2.2.1.3 Proxemics

 

Life has to do with walls

John Hejduk°

Frederick Hammersley, City Limits, 1991

Iedereen heeft naast een fysische ruimte, ook ‘persoonlijke’ ruimte nodig, verdeeld in een aantal afstanden en bijgevolg grenzen. Dat wordt bestudeerd door de leer van de proxemics: de studie van de afstanden in de ‘persoonlijke’ ruimte van de mens. Hierbij onderscheidt men vier ruimten en grenzen.

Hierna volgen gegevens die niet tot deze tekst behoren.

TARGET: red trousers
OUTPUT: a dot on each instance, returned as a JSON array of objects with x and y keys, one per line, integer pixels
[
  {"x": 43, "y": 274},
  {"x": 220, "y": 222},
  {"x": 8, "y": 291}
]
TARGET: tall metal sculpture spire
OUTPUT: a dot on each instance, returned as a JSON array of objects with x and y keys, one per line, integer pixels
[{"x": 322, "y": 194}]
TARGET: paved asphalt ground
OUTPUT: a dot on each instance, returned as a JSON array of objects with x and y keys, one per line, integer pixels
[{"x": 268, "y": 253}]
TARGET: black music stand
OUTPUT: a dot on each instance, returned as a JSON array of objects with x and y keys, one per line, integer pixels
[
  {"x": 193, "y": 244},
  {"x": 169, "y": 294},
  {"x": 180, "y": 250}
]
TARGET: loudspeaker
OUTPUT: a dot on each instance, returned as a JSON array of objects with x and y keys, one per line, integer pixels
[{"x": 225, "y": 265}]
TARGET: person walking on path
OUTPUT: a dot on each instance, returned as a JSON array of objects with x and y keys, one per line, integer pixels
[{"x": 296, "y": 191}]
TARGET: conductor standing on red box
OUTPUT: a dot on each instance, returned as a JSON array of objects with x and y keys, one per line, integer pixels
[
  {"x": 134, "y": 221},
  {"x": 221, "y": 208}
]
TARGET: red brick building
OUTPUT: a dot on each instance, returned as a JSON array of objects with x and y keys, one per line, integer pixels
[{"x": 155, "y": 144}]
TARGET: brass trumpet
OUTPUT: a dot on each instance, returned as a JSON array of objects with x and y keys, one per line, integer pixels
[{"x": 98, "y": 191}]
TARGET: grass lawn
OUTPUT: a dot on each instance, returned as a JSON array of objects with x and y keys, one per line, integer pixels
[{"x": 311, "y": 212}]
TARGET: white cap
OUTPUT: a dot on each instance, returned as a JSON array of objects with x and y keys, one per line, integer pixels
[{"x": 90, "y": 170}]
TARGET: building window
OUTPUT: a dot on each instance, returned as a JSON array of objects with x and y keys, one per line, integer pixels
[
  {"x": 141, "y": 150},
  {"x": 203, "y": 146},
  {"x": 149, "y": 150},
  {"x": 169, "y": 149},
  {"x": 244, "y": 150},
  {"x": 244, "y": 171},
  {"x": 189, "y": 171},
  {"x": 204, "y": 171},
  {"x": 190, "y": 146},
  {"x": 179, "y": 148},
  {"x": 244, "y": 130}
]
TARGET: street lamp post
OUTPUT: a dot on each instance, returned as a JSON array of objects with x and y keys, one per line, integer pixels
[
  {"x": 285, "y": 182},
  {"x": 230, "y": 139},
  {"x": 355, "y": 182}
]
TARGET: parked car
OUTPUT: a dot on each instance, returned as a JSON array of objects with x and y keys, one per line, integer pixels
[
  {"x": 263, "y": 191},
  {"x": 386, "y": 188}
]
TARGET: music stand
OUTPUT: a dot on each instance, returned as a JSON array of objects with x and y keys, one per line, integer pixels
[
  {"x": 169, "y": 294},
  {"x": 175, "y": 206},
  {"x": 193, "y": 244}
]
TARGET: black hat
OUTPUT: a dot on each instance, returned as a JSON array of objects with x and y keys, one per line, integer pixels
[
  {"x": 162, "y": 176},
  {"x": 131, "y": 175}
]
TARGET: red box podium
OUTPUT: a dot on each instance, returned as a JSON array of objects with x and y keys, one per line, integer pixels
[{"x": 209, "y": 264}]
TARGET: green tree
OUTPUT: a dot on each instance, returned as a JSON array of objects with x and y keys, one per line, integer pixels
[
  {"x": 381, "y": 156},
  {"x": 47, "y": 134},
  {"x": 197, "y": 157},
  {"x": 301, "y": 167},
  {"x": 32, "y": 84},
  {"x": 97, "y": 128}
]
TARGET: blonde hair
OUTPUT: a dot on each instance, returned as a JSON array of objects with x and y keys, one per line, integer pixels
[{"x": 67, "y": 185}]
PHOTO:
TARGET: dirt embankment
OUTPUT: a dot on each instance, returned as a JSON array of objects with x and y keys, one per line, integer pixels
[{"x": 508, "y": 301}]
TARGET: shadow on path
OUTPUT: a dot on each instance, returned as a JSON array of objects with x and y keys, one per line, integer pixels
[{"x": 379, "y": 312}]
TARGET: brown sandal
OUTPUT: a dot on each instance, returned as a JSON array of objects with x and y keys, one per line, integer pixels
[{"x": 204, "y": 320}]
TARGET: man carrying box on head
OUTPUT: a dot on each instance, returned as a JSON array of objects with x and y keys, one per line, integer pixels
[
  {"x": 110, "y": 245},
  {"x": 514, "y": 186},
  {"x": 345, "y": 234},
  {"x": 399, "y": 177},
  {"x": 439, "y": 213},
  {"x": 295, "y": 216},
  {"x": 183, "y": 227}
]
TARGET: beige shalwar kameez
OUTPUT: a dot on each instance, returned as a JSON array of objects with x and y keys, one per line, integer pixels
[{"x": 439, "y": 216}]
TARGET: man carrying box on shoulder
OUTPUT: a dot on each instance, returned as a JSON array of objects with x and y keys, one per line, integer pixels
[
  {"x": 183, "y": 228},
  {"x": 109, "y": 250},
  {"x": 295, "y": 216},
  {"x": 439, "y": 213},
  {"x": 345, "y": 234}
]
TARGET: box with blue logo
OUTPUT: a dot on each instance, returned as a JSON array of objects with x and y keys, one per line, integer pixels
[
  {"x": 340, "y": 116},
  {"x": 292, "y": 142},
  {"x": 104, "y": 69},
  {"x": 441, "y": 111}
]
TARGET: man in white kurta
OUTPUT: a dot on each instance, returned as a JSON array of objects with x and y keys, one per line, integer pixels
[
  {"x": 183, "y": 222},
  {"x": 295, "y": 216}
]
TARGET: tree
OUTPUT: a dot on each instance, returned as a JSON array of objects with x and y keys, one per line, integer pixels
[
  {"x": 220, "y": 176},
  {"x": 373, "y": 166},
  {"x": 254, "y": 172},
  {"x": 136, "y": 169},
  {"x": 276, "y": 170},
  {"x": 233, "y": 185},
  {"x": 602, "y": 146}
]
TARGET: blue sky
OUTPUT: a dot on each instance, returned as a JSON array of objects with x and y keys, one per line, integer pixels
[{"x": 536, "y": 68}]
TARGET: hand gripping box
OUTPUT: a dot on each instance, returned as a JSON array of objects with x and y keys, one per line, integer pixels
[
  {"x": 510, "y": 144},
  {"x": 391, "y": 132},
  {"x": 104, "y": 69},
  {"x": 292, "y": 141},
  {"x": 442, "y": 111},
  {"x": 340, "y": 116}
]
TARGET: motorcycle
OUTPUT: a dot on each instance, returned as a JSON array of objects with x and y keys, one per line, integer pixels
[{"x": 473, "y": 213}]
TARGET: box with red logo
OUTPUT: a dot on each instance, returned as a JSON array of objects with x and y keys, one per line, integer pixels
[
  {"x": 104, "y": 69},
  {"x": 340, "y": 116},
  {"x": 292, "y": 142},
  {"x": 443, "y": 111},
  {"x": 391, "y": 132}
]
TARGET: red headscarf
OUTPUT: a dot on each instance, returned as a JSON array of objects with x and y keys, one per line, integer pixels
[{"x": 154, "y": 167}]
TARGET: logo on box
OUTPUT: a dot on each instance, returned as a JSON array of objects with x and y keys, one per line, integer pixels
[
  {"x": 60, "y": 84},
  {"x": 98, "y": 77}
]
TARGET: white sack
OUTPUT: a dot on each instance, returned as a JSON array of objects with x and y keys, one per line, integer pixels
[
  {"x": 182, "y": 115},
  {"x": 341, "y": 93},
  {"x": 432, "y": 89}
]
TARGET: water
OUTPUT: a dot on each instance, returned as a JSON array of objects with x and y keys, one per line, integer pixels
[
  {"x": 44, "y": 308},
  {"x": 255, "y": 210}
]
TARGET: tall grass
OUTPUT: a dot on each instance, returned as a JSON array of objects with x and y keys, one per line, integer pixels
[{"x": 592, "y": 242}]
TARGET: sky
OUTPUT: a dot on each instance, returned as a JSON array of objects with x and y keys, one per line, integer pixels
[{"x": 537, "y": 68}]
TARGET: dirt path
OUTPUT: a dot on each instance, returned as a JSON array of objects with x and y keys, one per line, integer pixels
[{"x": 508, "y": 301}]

Persoonlijke grenzen liggen ook aan de basis van de indeling van huizen. Huizen en in bredere zin de architectuur, die voor individu en gemeenschap een teken is dat bindt, zorgen door het stellen van grenzen, voor een eerste menselijke ordening in het landschap. De hedendaagse trend is daarentegen eerder gericht op infrastructuur en netwerken, met tot gevolg een verregaande versnippering van de (stedelijke) ruimte en daardoor het ontstaan van desoriëntatie, afstand en barrières en tenslotte het verlies van identiteit. De architectuur ‘vergeet’ op die wijze immers haar functie als vormer van een eenheid van tijd en ruimte. Hedendaagse barrières zijn daarenboven in toenemende mate onzichtbaar en camoufleren het geweld dat sociale hiërarchiën in de ruimte met zich meebrengen, waarbij iedereen automatisch een bepaalde plaats in de ruimte krijgt (of zelfs helemaal geen...). Heel goed zichtbaar daarentegen zijn de zgn. gated communities. Meer: 221_3_proxemics.pdf (49 kB)

Belangrijke publicaties
 
Cloud (H.) & Townsend (J.), Boundaries, Grand Rapids, 1992: vertaald als Grenzen, Wanneer zeg ik ja, wanneer zeg ik nee. Hoe bepaal ik mijn eigen grenzen, Hoogbeekland, 1997.
 
 Hall (E.T.), The Hidden Dimension, New York, 1966. Over de proxemicsleer.
 
Hamers (D.), Niemandsland, Rotterdam, 2006
Hierin bespreekt de auteur de veldjes, randen en rafels van het stedelijk landschap die (ogenschijnlijk) geen bestemming of eigenaar hebben; behandelt o.m ook de tweedeling van de hedendaagse (Westerse) wereld in ‘space of flows’ en ‘space of places’ (naar Manuel Castells) als kader.
 
 
° “Life has to do with walls; we’re continuously going in and out, back and forth, and through them. A wall is the quickest, the thinnest, the element we’re always transgressing”: architect John Hejduk (in I. Volner, The Great Great Wall, s.p.).